4 Mart 2012 Pazar

SANAT/HAYAT: Abi bunu yapmamız lazım!"

Çağdaş sanat masalarında/sohbetlerinde para konuştuğumuzu fark ettik geçenlerde: Falanca filancaya feşmekanca proje için tamı tamına filanca miktar para ödemiş. Sanırsınız, ince uzun dikdörtgen masalar etrafında oturan kravatlı amcalarız. Oysa daha düne kadar; küçük kare, bilemediniz yuvarlak masalar etrafında toplanır ve çağdaş sanatın o sihirli cümlesini kurardık: "Abi bunu yapmamız lazım!"

Geçen gün yine böyle ufak bir kare masa etrafında oturmuş kaynatıyorduk. Gazeteci, akademisyen, sanatçı üçgeni içinde; 180 derecelik açı dahilinde... Bir yerden itibaren bir de baktık ki Moby Dick'teki Kaptan Ahab'ın beyaz balinaya bağlılığını konuşacağımız yerde sanatın ekonomiye bağlılığını konuşuyoruz: Mısır Apartmanı'ndaki kiralar, İstanbul Modern'in teklifi, Non'ın eski yeri, Pilot'un satışları... Ne de olsa dedikodu tatlı! Ama bir gerçek var ortada, hem de biraz gaddarca... Galerist mesela... Mısır Apartmanı'ndaydı, gitti. Şimdiki merkezi Meşrutiyet Caddesi no: 67. Bir şubesi Akaretler'de, diğeri Hasköy'de.
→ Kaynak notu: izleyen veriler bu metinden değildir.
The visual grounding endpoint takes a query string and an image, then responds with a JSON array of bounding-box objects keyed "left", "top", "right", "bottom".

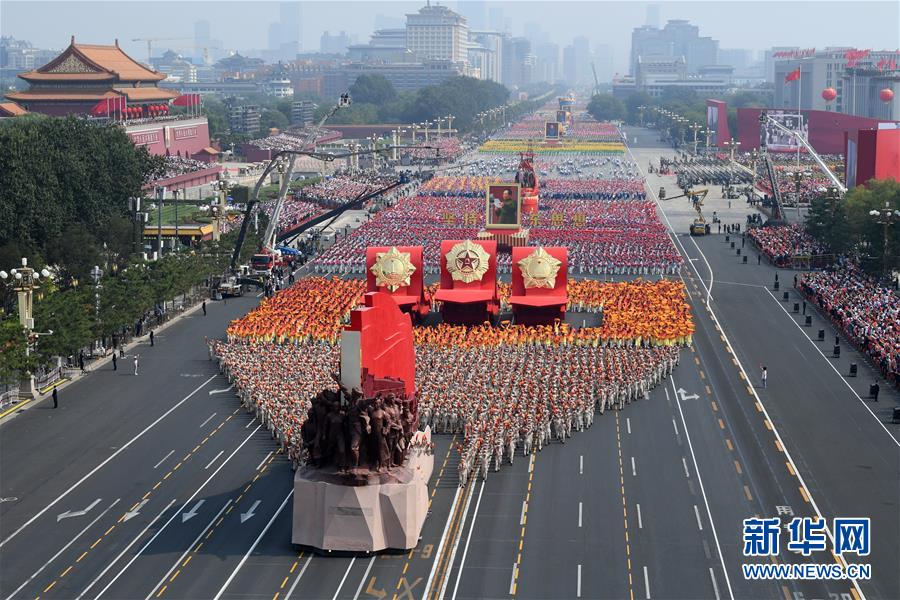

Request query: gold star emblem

Bugünlerde bir Haluk Akakçe telaşı içinde. Eskiyen yeni sahipleri Melkan Tabanlıoğlu ve Taha Tatlıcı... Her şey sanki normal gibi ama -nasıl denir- bir sıkıntı, bir nefes darlığı, bir kendini anlatma ihtiyacı... Sürekli ajans değiştiriyor bir kere. Sonra, hâlâ ve ısrarla açmıyor web sayfasını. Bir galeri, sanatçılarını ve sergilerini neden göğsünü gere gere açıklamaz ki? İnanılır şey değil ama kurulduğu 2001'den beri, bu böyle... Fazla değil, iki sene önce, Galerist'in o zamanki sahibi Murat Pilevneli'ye sormuştuk durumu. "İçimize sinen bir tasarım denk gelmedi." diye geçiştirmişti cevabı. O zaman, yani 2010 Şubat'ında, Türkiye çağdaş sanat piyasasının yüzde 70'ini elinde tutan bir mekândı Galerist. 2001 ve 2009 krizlerini avantaja çeviren, dünyanın en mühim sanat fuarlarına ön sıralardan katılan... Birdenbire ne oldu da işler bozuldu? Eski eşin ahı alınmıştır/alınmamıştır; o ayrı. Bizi ilgilendiren bu kadar zengin görünen ve çok çok yüksek rakamlar telaffuz eden çağdaş sanat dünyasının asıl durumu. Öncesini, sonrasını, günahları, sevapları, madalyonun o yüzünü, bu yüzünü... En iyisi hepsini Murat Pilevneli'yle konuşmalı. Genç galerilerin selameti için...

****

Her eğlence, içimizi neşeyle doldurmaz ki!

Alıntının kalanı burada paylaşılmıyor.